Broadcasting compatibility check in NumPy - Time & Space Complexity
We want to understand how the time needed to check if two arrays can be broadcast together changes as their sizes grow.
How does the checking process scale when arrays get bigger or have more dimensions?
Analyze the time complexity of the following code snippet.
import numpy as np
def can_broadcast(shape1, shape2):
for s1, s2 in zip(shape1[::-1], shape2[::-1]):
if s1 != s2 and s1 != 1 and s2 != 1:
return False
return True
# Example usage
can_broadcast((4, 3, 2), (3, 1))
This code checks if two shapes can be broadcast together by comparing their dimensions from the end.
Identify the loops, recursion, array traversals that repeat.
- Primary operation: Looping through the dimensions of the two shapes from last to first.
- How many times: The loop runs as many times as the length of the shorter shape.
As the number of dimensions in the smaller shape grows, the number of checks grows linearly.
| Input Size (n) | Approx. Operations |
|---|---|
| 2 | 2 checks |
| 10 | 10 checks |
| 100 | 100 checks |
Pattern observation: The number of operations grows directly with the number of dimensions in the smaller shape.
Time Complexity: O(n)
This means the time to check broadcasting grows in a straight line with the number of dimensions in the smaller array.
[X] Wrong: "The time to check broadcasting depends on the total number of elements in the arrays."

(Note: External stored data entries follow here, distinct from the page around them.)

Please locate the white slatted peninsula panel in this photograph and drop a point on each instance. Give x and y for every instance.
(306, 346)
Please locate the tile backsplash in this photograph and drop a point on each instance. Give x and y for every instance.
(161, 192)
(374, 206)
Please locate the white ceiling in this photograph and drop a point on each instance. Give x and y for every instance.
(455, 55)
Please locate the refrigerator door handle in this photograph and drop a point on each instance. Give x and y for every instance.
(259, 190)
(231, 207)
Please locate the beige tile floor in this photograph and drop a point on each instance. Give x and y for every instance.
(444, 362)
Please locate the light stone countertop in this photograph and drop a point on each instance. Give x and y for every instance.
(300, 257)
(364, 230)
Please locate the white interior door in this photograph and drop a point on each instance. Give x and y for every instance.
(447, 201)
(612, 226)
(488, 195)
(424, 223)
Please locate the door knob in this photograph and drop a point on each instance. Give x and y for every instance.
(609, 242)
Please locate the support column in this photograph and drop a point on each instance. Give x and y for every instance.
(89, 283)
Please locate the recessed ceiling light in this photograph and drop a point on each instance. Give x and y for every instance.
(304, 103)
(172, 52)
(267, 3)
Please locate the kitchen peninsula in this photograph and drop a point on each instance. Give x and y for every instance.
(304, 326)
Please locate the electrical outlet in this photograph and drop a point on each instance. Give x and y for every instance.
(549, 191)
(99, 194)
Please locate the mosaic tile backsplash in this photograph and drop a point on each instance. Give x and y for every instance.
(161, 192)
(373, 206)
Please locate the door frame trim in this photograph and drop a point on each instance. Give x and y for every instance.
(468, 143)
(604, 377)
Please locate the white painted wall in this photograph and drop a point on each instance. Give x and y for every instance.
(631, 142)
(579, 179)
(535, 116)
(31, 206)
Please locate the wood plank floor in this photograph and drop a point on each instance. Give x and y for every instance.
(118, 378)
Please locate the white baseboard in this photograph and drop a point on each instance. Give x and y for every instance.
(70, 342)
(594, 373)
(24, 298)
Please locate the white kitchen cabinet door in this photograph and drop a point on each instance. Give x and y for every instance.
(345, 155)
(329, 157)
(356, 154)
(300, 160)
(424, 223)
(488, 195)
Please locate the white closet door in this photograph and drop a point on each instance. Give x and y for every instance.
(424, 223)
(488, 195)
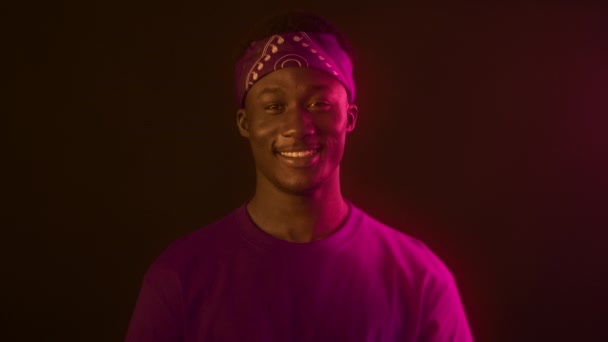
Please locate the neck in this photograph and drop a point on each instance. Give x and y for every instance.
(296, 217)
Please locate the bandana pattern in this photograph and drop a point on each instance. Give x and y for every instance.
(319, 51)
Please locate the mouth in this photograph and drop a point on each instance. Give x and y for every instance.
(302, 158)
(299, 154)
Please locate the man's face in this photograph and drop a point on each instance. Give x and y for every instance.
(296, 120)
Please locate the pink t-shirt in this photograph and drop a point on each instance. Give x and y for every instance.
(230, 281)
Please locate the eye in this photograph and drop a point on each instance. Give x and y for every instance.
(319, 105)
(274, 107)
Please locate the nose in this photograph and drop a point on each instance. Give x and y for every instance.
(298, 123)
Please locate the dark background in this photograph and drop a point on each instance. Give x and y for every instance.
(482, 131)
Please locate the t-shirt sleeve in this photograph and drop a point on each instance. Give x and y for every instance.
(443, 318)
(158, 313)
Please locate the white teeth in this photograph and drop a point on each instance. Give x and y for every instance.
(300, 154)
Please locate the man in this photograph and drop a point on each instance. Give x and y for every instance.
(297, 262)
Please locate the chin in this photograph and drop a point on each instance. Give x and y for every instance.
(298, 187)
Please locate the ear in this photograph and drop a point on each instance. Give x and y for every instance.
(351, 117)
(242, 122)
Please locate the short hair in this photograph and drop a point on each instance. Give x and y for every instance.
(292, 21)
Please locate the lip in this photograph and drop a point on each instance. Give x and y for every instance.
(300, 156)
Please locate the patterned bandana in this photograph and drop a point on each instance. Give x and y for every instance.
(315, 50)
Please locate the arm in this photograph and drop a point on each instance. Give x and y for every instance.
(158, 313)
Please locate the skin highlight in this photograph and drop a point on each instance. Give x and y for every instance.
(296, 120)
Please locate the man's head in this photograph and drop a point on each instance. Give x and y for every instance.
(296, 95)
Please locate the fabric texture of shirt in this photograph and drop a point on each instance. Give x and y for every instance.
(230, 281)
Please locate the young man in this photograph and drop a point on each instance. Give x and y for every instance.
(297, 262)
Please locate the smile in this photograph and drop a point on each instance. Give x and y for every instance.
(299, 154)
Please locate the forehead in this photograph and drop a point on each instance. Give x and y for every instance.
(297, 79)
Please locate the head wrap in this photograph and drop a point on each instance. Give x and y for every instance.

[OK] Correct: The check only compares the shapes' dimensions, not the full data, so it depends on the number of dimensions, not elements.
Understanding how broadcasting checks scale helps you reason about array operations efficiently, a useful skill when working with data and numerical computations.
"What if we changed the check to compare all dimensions of the larger shape instead of the smaller one? How would the time complexity change?"